Yeah, Replicant will fail to work on many phones and on those that work, half of the functionality is missing ( http://redmine.replicant.us/projects/replicant/wiki/Replican... ) - but trying to sell non-free phone as "secure" is snake-oil anyway. In my humble opinion.
Guy complaining that dropbox is useless because "For a Linux user, you can already build such a system yourself quite trivially by getting an FTP account, mounting it locally with curlftpfs, and then using SVN or CVS on the mounted filesystem."
Yes, one can do all that but I think the market Blackphone is going for is the paranoid but less tech savvy crowd that wants a working solution out of the box. I am not saying this implementation is an actual working solution...
Sadly, we live in a world where it's quite possible that phones like these are nothing more than a ploy to lure NSA targets in. They need to get people, who have something to hide, to feel safe again.
Burners are an effective defense against single-phone-number taps.
But in an era of dragnet surveillance and meta-data analysis [1] they're not very useful.
Unless you're calling varying phones, at varying places, from varying places, at varying times, all with no discernible pattern or schedule -- it would be easy enough for them to identify a network of burners and determine which ones belong to which individuals on the network based on that meta-data. And if anyone in the network carried or used a 'real' phone alongside the burner, it would only get easier.
And you can Google search on the news wires to see how well people do at this game, even when they know their lives are literally on the line and thus devote a significant portion of their effort toward it.

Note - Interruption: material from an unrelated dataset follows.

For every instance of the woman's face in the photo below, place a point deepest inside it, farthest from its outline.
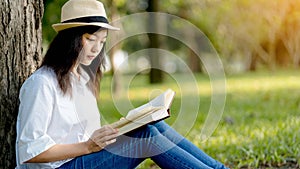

[1] Done well-enough to be confident-enough to lob hellfire missiles at SIM cards in not-quite-friendly countries...
Maybe if you speak in code the whole time, and never reveal the identities of both of you. The contents of the conversation will not be secure, so you have to assume they are hearing it, but don't understand what you're talking about. That may be a little difficult.
It seems like just avoiding mainstream popular services is enough to regain a lot of privacy, if the agencies look no further than Verizon, Google, Twitter, Facebook. They know exactly what my parents activities are.
I could drone on about this for pages and pages, but the sad fact is that if you are a target, it doesn't matter that you are using a "secure phone", "secure OS", or "encryption".
Time and time again, these systems have been broken or breached with simple tradecraft and subtle sabotage.
The Pentagon has a concerted (and expensive) effort to validate or verify the absence of "backdoors" or evidence of "additional circuitry" on ASICs or subsystems of it's major weapons systems and associated gadgetry. Do you?
I tell people that their simplest way to avoid having their communications intercepted is to NOT. USE. AN. ELECTRONIC. COMMUNICATIONS. DEVICE.
UBL used couriers, flash drives, and cutouts. If you need that level of protection, SO SHOULD YOU.
When I need to communicate secretly I BUY SOMEONE A BEER.